WASHINGTON - Looking pretty is costing John Edwards' presidential campaign a lot of pennies. The Democrat's campaign committee picked up the tab for two haircuts at $400 each by celebrity stylist Joseph Torrenueva of Beverly Hills, Calif., according to a financial report filed with the Federal Election Commission.FEC records show Edwards also availed himself of $250 in services from a trendy salon and spa in Dubuque, Iowa, and $225 in services from the Pink Sapphire in Manchester, N.H., which is described on its Web site as "a unique boutique for the mind, body and face" that caters mostly to women.
In light of this revelation, it may be time for Mr. Edwards to revise a recent speech he gave to the DNC Winter Meeting:
Thank you.
We're all here together - but why are we here?
Why are we here?
We are here because somewhere in America a 54 year old man goes to sleep with split ends. A little boy who ought to be drawing pictures and learning multiplication cries himself to sleep, praying that his father, who has been out of work for two years, will get a pedicure again. It doesn't have to be that way.
We are here because somewhere in America, a hotel housekeeper walks a picket line with her union brothers and sisters fighting for decent appointment times at the Pink Sapphire during the day and works the late-shift at a diner at night so that she and her family can afford paraffin facials and so her boy can go to the spa and have choices she never had. And somewhere a young man folds a gift certificate to a prestigious day spa and puts it in his drawer because even with his curly locks and devilish good looks, he knows he cannot go because his gift certificate is not enough also pay for the streaks he desperately needs. It doesn't have to be that way.
We are here because somewhere in America a father comes home from the second shift and feels a roughness on the brow of his sleeping daughter who was unable to get that detoxifying mud wrap as he kisses her goodnight. And now, bone-weary and worried, he cradles that child in his arms at the door of the salon downtown, because there is nowhere else for him to go. It doesn't have to be that way.
They are why we are here. Because everywhere in America, people are counting on us to stand up for them.
And so I ask you, will you stand up for that tired father forced into midnight campouts at the spa?
Will you stand up for the brave young boy afraid to go to the spa?
Will you stand up for the working men and women in our labor movement who have to fight for wages that will afford them the chance to have exfoliating body wraps?
Will you stand up for the young man who knows that a professional hairdresser is his way out of the cycle of poverty and yet it seems beyond his grasp?
Will you stand up for the rough skin of the eight-year old girl so she doesn't give up on her life before it's even begun?
Will you stand up?
Will you stand up for America?
Because if we don't stand up, who will?
If we don't speak out, who will?
Because, when it comes to 37 million Americans living without manicures, silence is betrayal.

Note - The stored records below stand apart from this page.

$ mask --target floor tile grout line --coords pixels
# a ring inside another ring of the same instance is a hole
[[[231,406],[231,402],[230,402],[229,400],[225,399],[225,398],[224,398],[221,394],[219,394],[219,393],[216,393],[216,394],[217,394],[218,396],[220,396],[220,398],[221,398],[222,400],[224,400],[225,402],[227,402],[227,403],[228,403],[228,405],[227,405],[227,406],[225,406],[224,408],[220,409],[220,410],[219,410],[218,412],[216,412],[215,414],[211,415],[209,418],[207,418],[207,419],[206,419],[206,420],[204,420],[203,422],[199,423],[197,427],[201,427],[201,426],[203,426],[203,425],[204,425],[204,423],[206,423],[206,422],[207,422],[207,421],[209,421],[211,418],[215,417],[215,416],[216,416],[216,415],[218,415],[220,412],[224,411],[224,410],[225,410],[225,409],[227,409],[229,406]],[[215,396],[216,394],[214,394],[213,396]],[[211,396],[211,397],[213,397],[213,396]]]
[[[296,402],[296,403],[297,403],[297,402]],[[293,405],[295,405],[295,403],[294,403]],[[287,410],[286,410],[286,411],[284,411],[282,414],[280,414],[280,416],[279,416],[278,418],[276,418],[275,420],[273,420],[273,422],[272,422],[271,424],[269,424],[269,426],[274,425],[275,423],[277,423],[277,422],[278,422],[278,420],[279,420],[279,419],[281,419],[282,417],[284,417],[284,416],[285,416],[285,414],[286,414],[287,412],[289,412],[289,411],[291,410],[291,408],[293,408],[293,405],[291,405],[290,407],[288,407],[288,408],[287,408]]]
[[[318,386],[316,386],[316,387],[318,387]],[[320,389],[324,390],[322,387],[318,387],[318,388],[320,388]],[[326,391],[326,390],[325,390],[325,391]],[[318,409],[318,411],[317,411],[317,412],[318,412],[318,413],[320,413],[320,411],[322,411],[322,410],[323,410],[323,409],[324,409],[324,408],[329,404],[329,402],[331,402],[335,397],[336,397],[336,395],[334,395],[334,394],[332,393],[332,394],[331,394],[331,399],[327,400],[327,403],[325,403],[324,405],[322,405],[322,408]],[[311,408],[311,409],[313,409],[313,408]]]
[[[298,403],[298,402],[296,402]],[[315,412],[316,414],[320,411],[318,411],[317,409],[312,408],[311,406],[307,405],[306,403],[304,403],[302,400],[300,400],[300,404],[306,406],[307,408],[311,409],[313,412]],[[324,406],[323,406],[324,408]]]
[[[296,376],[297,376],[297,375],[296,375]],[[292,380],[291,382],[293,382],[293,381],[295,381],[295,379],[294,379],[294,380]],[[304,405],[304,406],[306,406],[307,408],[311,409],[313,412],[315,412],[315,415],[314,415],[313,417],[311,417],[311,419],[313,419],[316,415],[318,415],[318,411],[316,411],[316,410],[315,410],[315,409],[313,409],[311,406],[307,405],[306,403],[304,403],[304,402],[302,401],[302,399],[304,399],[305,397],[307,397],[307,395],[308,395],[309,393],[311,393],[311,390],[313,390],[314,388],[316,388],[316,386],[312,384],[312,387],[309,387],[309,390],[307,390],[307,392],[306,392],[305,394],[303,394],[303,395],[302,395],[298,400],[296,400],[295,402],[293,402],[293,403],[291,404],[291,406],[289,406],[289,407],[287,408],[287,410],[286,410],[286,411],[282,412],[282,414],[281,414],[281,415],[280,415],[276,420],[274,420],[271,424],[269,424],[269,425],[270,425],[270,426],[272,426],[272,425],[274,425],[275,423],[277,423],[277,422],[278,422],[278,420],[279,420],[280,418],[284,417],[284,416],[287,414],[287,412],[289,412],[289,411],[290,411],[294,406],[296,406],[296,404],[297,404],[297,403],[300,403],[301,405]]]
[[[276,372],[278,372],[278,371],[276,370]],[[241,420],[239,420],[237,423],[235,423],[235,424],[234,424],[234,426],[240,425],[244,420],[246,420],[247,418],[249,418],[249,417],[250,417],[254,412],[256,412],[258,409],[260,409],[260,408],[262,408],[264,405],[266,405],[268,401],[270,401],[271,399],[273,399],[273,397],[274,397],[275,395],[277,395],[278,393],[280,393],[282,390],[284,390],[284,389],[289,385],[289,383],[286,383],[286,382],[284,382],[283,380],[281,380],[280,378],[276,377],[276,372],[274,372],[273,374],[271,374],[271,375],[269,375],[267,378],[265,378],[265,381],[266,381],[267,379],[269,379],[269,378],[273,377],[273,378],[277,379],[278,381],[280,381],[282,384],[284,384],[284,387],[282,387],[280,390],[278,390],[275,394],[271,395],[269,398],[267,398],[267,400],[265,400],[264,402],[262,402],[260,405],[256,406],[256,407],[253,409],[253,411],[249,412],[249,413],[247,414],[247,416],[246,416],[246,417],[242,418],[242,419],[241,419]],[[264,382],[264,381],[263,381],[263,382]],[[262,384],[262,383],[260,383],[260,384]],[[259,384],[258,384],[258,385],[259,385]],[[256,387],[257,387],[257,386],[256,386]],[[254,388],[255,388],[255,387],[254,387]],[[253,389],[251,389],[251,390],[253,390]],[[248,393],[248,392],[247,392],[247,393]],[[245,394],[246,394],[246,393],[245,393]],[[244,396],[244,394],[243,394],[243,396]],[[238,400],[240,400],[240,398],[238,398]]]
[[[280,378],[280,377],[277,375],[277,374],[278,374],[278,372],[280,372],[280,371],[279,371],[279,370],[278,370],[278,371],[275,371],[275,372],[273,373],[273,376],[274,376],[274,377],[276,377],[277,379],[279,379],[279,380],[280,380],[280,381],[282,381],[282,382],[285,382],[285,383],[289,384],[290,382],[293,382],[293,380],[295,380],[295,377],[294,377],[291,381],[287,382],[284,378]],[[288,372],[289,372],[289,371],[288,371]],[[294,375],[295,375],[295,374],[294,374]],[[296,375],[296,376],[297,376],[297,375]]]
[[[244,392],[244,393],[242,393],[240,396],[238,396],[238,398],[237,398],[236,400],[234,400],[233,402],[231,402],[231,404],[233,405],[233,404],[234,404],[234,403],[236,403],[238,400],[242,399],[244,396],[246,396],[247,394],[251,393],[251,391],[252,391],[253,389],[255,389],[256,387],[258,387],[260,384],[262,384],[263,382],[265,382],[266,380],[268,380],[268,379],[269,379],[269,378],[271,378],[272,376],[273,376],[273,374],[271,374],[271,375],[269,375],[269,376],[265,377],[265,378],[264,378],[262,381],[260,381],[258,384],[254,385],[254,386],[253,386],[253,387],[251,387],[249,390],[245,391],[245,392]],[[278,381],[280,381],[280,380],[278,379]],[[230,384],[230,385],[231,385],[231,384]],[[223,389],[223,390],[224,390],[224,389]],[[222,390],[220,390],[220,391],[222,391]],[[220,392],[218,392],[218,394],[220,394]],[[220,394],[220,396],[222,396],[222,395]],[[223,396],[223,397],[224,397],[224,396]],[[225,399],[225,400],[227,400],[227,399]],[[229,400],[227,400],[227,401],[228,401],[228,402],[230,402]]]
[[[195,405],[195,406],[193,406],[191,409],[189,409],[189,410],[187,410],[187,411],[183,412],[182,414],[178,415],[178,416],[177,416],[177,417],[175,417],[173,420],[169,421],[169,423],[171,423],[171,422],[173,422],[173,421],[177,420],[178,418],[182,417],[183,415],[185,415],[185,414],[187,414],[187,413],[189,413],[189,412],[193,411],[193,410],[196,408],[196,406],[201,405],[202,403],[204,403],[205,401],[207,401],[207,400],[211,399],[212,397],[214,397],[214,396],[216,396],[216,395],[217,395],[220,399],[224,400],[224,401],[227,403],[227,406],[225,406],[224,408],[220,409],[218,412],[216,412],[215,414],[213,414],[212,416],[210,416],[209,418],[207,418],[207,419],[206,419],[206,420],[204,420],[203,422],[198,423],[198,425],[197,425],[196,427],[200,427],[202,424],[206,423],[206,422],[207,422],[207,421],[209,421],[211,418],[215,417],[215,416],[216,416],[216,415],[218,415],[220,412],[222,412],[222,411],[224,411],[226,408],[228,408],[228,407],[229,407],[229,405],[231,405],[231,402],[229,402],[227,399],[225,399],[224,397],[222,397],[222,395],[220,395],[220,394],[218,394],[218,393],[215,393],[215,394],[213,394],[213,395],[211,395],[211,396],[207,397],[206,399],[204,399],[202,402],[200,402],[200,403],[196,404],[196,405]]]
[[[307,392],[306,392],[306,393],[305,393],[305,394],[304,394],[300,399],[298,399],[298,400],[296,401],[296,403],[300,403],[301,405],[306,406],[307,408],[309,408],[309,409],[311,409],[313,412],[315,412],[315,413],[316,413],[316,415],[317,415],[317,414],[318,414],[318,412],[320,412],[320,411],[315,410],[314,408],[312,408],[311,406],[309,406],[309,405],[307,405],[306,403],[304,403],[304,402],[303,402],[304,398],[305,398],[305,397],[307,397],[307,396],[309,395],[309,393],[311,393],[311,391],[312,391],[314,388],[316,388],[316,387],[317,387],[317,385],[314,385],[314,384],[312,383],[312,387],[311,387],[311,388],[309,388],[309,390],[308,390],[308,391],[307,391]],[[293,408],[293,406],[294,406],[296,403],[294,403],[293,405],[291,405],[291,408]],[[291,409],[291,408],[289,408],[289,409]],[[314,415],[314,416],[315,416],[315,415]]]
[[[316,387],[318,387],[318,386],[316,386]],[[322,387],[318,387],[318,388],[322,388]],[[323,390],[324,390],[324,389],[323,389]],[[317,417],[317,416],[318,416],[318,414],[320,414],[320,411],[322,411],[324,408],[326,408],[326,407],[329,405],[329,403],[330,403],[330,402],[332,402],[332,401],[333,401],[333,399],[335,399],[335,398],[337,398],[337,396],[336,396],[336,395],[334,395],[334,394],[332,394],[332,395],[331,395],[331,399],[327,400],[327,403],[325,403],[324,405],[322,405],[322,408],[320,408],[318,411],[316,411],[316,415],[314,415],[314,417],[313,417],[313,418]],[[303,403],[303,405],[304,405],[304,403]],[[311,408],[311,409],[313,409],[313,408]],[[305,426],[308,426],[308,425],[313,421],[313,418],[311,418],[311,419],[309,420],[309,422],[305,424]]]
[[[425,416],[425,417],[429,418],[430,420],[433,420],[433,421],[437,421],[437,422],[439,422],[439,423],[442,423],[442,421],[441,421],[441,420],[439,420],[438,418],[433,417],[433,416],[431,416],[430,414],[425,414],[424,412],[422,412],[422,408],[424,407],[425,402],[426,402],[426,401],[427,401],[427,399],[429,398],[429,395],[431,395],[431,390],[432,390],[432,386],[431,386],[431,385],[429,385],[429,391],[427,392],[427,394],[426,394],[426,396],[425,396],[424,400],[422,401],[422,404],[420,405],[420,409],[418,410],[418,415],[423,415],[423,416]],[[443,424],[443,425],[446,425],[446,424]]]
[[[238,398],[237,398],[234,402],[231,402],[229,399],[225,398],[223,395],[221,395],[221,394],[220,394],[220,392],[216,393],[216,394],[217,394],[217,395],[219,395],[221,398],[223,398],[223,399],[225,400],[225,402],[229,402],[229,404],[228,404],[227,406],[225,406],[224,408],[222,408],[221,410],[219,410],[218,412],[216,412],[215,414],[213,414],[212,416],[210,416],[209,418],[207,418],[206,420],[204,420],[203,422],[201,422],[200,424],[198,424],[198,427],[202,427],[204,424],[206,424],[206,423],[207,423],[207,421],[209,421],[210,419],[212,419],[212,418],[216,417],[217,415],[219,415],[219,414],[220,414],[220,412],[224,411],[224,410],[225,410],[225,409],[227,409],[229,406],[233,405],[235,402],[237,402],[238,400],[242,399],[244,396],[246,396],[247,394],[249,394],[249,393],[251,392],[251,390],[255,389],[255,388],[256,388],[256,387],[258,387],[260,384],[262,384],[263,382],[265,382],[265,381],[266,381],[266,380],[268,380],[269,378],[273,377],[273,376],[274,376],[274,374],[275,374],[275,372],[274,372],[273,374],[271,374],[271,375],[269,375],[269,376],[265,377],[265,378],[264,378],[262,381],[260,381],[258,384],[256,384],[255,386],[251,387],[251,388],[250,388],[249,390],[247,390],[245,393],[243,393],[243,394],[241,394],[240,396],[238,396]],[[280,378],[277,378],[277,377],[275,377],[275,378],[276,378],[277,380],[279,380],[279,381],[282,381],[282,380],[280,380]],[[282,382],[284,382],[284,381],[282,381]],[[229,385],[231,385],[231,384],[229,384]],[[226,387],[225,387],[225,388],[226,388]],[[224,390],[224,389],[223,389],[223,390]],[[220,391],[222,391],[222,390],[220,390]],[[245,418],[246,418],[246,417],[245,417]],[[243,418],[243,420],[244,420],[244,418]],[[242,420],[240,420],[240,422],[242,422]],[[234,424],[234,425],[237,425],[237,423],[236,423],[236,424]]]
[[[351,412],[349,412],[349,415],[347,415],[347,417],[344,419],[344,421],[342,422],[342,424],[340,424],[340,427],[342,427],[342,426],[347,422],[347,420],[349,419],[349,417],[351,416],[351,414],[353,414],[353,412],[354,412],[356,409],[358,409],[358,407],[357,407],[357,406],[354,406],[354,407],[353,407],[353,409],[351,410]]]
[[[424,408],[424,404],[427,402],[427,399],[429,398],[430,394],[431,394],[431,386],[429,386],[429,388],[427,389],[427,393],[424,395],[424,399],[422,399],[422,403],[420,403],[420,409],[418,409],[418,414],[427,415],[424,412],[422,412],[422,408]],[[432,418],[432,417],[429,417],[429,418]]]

One in every five children - count them, one in every five American children - live in with fingernails they have to trim themselves, here on the richest nation on the planet. It doesn't have to be that way.
When it comes to 47 million Americans without basic skin care services, silence is betrayal.
The 47 million are silent victims of a skin care system gone wrong, where policies are driven by profits not patient care. We have to stop letting the discount chain store lobby decide our nation's skin care policy. We have to give the silent victims, who stand in line at Wal-Mart and use the cheap mass produced products, we have to give them the dignity of universal skin care.
And while we're at it, we have to stop using words like "access to skin care" when we know with certainty those words mean something less than universal care. Who are you willing to leave behind without the care he needs? Which family? Which child?
We need a truly universal solution, and we need it now.
Will you stand up for universal hair styling in America?
So, will you speak out? Will you stand up?
Because we are better than this. We are better than this.
It's time to stand up for the promise of America again -- and for the principle that every American matters, no matter where you come from, or the texture your skin is, or how much hair you have in your shower drain in the morning.
Not tomorrow. Now. Speak out now, take action now.
Tomorrow begins today. And our obligation to act starts right here, right now.
Because somewhere in America, because everywhere in America, people are counting on us to stand by them and to fight alongside them for well-groomed hair, skin and nails.
In times like these, we don't need to redefine the Democratic Party; we need to re-style the Democratic Party.
Thank you, God bless you and God bless this fabulous country.